Africa is rich in both natural and human resources, yet nearly 200 million of its people are undernourished because of inadequate food supplies. Comprehensive strategies are needed across the continent to harness the power of science and technology (S&T) in ways that boost agricultural productivity, profitability, and sustainability -- ultimately ensuring that all Africans have access to enough safe and nutritious food to meet their dietary needs. This report addresses the question of how science and technology can be mobilized to make that promise a reality.
The next generation of African scientists must have a strong and holistic science-based training within a socio-economic background that is relevant to the needs of society. The curriculum has to be flexible and market driven, incorporating aspects of sensitivity to the environment and sustainability, natural and social science, information technology and entrepreneurship; and it has to be able to produce scientists with commitment to life-long learning. They must be equipped with both problem-solving and critical thinking skills, and possess good communication and interpersonal skills.

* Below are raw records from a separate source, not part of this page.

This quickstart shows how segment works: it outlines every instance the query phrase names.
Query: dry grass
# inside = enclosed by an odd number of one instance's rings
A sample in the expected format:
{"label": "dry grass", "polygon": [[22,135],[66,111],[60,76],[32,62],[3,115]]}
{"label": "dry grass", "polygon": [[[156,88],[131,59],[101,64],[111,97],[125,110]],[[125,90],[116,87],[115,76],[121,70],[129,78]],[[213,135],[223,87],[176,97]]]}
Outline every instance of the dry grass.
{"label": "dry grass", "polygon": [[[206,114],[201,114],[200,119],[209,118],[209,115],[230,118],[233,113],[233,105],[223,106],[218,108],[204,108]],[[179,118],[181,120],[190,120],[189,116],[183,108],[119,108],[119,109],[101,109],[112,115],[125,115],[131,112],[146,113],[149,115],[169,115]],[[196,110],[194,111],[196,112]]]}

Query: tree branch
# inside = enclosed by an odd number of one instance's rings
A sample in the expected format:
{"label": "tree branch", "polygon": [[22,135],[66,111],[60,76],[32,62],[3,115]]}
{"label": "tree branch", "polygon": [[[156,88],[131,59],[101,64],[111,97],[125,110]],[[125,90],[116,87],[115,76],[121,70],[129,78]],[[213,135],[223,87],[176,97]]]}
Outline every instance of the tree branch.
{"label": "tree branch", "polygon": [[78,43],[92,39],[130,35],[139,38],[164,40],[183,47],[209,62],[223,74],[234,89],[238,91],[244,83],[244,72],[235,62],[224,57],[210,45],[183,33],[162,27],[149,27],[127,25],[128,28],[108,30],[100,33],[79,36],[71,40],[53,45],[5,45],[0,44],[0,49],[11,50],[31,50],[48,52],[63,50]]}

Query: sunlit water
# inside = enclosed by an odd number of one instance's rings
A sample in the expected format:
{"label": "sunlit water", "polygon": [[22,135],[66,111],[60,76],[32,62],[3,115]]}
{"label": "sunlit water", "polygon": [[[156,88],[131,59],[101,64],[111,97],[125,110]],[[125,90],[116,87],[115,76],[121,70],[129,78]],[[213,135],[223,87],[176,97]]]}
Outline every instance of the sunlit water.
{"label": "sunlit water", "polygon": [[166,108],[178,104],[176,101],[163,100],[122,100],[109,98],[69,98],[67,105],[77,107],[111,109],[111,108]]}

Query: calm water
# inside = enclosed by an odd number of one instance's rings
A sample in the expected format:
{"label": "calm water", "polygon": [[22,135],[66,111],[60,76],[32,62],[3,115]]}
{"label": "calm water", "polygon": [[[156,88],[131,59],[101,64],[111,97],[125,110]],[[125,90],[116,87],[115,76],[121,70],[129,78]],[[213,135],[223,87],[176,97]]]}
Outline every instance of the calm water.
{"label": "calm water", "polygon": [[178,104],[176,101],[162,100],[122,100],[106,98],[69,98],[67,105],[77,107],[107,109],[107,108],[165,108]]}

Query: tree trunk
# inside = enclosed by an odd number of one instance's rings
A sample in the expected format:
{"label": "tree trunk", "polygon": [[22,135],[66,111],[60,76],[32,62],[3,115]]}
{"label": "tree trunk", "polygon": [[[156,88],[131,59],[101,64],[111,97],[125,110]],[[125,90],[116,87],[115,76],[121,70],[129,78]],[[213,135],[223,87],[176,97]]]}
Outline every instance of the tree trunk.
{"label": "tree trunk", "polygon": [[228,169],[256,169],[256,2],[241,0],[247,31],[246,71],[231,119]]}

African governments, with support from development partners, must pursue strategies that create incentives and opportunities for scientists to stay and work in their countries and to invest more in science and technology at all levels of education so as to create an attractive environment and demand for further S&T education. Incentive and reward systems should encourage innovation and entrepreneurships in the agricultural sector. Networking and partnerships may provide a viable and cost-effective mechanism for scientific capacity building.
The private sector has to contribute to agricultural research and support for higher education. Agricultural scientists need to be in harmony with political and policy initiatives at the highest levels so that they can effectively articulate and prioritize their relevance and contribution, while ensuring ethical standards through professional associations and mentoring.
It has proven difficult for African governments and donors to design prepare and implement integrated programs of higher education in Africa because of bureaucratic problems between agriculturalists and educators in the various donor headquarters, and because of competition among universities, research and extension departments, and ministries in Africa. Indeed, both donors and national governments often actively oppose real coordination. Each has idiosyncratic priorities. As a result, a comprehensive approach to building agricultural knowledge systems will not be forthcoming until African scientists, educators, farmers and extension specialists stand up and say 'Enough!' One way forward is for African agriculturalists to seize the initiative and provide leadership in crafting country-specific agricultural knowledge systems (Rukuni et al., 1998). The next step is to sell this integrated institution-building approach to their political leaders and then to donors. Finally, deans of agriculture need to become more entrepreneurial and build political support among farmers, key government ministers and donors.